Department of Anesthesiology, Nanfang Hospital, Southern Medical University, Guangzhou 510515, PR China.
Department of Orthopaedics and Traumatology, Nanfang Hospital, Southern Medical University, Guangzhou 510515, PR China.
Bone. 2020 Feb;131:115059. doi: 10.1016/j.bone.2019.115059. Epub 2019 Sep 12.
The osteogenic differentiation of human bone marrow-derived mesenchymal stem cells (hBMSCs) is critical for bone homeostasis. Here, we investigated the regulation of Galectin-3 and tripartite motif protein 16 (TRIM16) on osteogenic differentiation of hBMSCs through autophagy.
Quantitative PCR (qPCR) and western blot were performed to determine the expression of osteogenic markers, autophagic markers, Galectin-3 and TRIM16. Short-hairpin RNAs (shRNAs) and overexpression plasmids were used to manipulate the expression of Galectin-3, TRIM16 and Unc-51 like autophagy activating kinase 1 (ULK1). Alkaline phosphatase (ALP) activity was measured by ALP staining assay. Calcium deposition in differentiated hBMSCs was assessed by Alizarin Red S staining. LC3 puncta formation was monitored by immunofluorescence staining. The interaction between indicated proteins was confirmed by co-immunoprecipitation (Co-IP) assay.
Either Galectin-3 or TRIM16 knockdown led to impaired ALP activity, reduced calcium deposition, down-regulation of pro-osteogenic markers as well as restrained autophagy in osteogenic-induced hBMSCs.
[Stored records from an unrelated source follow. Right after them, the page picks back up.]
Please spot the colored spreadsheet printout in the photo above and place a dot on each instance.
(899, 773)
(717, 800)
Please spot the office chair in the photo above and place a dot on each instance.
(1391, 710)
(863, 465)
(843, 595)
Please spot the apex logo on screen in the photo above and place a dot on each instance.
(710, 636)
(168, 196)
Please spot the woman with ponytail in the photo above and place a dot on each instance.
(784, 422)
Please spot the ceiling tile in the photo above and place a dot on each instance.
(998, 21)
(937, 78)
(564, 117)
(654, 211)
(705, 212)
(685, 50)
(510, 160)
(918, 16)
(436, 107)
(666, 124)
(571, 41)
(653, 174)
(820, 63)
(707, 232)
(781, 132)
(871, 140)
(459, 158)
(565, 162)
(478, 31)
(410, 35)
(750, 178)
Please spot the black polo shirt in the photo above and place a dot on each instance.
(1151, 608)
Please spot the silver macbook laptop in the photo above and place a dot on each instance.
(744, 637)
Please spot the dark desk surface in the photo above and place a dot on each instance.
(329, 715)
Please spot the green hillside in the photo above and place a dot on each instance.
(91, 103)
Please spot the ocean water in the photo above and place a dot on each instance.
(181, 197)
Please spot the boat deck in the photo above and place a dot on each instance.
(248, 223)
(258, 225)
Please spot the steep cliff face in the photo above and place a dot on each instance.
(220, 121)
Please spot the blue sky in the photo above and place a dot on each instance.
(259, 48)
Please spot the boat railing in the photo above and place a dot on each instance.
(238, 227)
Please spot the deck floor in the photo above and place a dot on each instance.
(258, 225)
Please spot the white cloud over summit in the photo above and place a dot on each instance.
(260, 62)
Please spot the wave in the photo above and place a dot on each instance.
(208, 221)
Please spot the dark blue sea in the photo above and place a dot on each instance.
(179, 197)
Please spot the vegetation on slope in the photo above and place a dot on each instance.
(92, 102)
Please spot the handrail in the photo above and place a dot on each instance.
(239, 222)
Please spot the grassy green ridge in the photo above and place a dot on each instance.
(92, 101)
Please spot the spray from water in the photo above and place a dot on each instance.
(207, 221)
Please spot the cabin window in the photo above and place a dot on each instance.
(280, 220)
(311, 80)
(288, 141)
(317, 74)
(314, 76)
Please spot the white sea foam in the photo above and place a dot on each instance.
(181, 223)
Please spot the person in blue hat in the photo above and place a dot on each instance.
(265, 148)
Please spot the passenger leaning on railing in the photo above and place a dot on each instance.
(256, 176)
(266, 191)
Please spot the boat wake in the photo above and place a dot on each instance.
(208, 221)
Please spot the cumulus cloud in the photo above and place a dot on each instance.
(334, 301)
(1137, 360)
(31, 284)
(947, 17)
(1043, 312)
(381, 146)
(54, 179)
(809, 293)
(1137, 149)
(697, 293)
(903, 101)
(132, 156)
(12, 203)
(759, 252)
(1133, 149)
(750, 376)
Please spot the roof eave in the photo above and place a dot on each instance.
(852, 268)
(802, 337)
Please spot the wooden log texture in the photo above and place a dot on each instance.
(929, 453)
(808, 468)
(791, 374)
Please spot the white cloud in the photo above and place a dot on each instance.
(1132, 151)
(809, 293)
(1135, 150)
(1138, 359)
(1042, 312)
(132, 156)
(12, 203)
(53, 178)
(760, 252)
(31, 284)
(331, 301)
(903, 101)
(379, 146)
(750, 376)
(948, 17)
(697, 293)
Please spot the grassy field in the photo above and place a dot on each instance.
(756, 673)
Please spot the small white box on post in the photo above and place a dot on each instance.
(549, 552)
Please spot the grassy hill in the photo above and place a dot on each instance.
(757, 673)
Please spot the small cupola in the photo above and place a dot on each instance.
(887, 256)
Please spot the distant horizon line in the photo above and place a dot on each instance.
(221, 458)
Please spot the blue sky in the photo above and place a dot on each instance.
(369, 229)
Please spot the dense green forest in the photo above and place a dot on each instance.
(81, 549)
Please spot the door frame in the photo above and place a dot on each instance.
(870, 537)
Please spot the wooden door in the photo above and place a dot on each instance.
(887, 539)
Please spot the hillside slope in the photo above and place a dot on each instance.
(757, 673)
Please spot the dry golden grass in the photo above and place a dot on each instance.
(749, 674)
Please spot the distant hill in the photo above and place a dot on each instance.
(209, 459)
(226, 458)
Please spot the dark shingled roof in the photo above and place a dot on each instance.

However, overexpression of Galectin-3 or TRIM16 promoted osteogenic differentiation of hBMSCs, which was then compromised by autophagy inhibition. Co-IP experiment demonstrated that TRIM16 associated with Galectin-3 through ULK1. Meanwhile, osteogenic induction enhanced the association between TRIM16 and ULK1 or coiled-coil myosin-like BCL2-interacting protein (Beclin1), and TRIM16 increased the stability of ULK1 and Beclin1. Moreover, either TRIM16 or ULK1 knockdown dampened the pro-osteogenic effect of Galectin-3, which elucidated that Galectin-3 mediated osteogenic differentiation was at least partly dependent on TRIM16 and ULK1.
In summary, the present study revealed Galectin-3 and TRIM16 co-regulated osteogenic differentiation of hBMSCs at least partly via enhancing autophagy, which might provide a promising approach for osteoporosis treatment in future.
人骨髓间充质干细胞(hBMSCs)的成骨分化对于骨稳态至关重要。在这里,我们通过自噬研究了半乳糖凝集素-3(Galectin-3)和三联基序蛋白 16(TRIM16)对 hBMSCs 成骨分化的调节作用。
采用实时定量 PCR(qPCR)和 Western blot 检测成骨标志物、自噬标志物、Galectin-3 和 TRIM16 的表达。使用短发夹 RNA(shRNA)和过表达质粒来操纵 Galectin-3、TRIM16 和自噬激活激酶 1(Unc-51 样)(ULK1)的表达。通过碱性磷酸酶(ALP)染色测定 ALP 活性。通过茜素红 S 染色评估分化的 hBMSCs 中的钙沉积。通过免疫荧光染色监测 LC3 斑点形成。通过免疫共沉淀(Co-IP)测定证实指示蛋白之间的相互作用。
Galectin-3 或 TRIM16 敲低均导致成骨诱导的 hBMSCs 中 ALP 活性降低、钙沉积减少、成骨前标志物下调以及自噬受到抑制。然而,Galectin-3 或 TRIM16 的过表达促进了 hBMSCs 的成骨分化,随后自噬抑制会损害其成骨分化。Co-IP 实验表明,TRIM16 通过 ULK1 与 Galectin-3 结合。同时,成骨诱导增强了 TRIM16 与 ULK1 或卷曲螺旋肌球蛋白样 BCL2 相互作用蛋白(Beclin1)之间的结合,TRIM16 增加了 ULK1 和 Beclin1 的稳定性。此外,TRIM16 或 ULK1 敲低减弱了 Galectin-3 的成骨作用,这表明 Galectin-3 介导的成骨分化至少部分依赖于 TRIM16 和 ULK1。
综上所述,本研究揭示了 Galectin-3 和 TRIM16 通过增强自噬至少部分协同调节 hBMSCs 的成骨分化,这为未来骨质疏松症的治疗提供了一种有前途的方法。